Some of the content on this site is derived from a more fundamental approach.  My personal favorite aspect to analyze are the future prospects of the company.

Why Use Fundamental Analysis?

Because sometimes the stock market prices a company wrong. If a company has a strong business model, positive brand image, is experiencing stable growth, remaining profitable, and seems to have a bright future; its usually a good investment.  Even if the stock may be undervalued or misrepresented.

I wrote a piece on Tesla Stock Price and recommended picking up $tsla stock solely because of the future prospects and health of the business. No one would have thought Tesla would dig itself out of the hole it was in a few years ago; many technical analysts would have laughed at purchasing Tesla stock because of the awful history of its performance.
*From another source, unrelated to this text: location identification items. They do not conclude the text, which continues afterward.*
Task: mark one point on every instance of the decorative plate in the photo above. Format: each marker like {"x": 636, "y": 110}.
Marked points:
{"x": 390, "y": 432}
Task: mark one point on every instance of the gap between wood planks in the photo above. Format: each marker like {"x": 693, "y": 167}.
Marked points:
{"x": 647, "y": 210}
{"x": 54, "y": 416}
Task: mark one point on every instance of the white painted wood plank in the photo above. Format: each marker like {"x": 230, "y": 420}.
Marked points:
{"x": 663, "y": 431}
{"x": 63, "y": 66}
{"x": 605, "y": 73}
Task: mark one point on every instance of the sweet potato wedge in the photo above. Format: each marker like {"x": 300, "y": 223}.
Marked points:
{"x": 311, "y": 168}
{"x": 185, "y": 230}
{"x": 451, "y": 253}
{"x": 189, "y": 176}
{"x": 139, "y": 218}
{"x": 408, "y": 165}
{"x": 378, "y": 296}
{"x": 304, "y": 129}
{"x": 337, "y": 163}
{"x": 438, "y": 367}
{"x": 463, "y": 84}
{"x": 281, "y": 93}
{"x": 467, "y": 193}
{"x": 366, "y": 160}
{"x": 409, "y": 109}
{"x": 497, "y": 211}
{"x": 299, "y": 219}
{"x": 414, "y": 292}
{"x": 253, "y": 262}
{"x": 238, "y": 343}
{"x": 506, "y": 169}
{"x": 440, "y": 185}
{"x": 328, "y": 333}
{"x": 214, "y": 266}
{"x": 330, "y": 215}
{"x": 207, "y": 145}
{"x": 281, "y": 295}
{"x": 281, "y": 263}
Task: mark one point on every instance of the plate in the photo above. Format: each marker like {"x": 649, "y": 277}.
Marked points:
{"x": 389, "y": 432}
If you were to examine other factors like upper management; in this case a brilliant CEO Elon Musk and future prospects; electric cars gaining more and more popularity, buying stock in Tesla does not seem anywhere near as absurd.

 Pick What Works For You

Warren Buffet is a fundamental analyst; he applied some of these very same strategies we talked about to his stock purchasing behavior and it made him a billionaire. While not everyone…well really almost no one, will be as successful  using fundamental analysis as Warren Buffet, it does go to show you that these strategies work.

James Simon is a technical analyst; another billionaire, who studied math at MIT.  Known as the “Quant King”, using technical analysis has helped to make him the eighty second richest man in the world.

Point is, either one of these strategies will work.  Personally I like to evaluate securities fundamentally.  Not only because I think it works, but because its more engaging.  I am not exactly a “numbers guy” and analyzing fundamentally allows me to evaluate with factors other than just number crunching.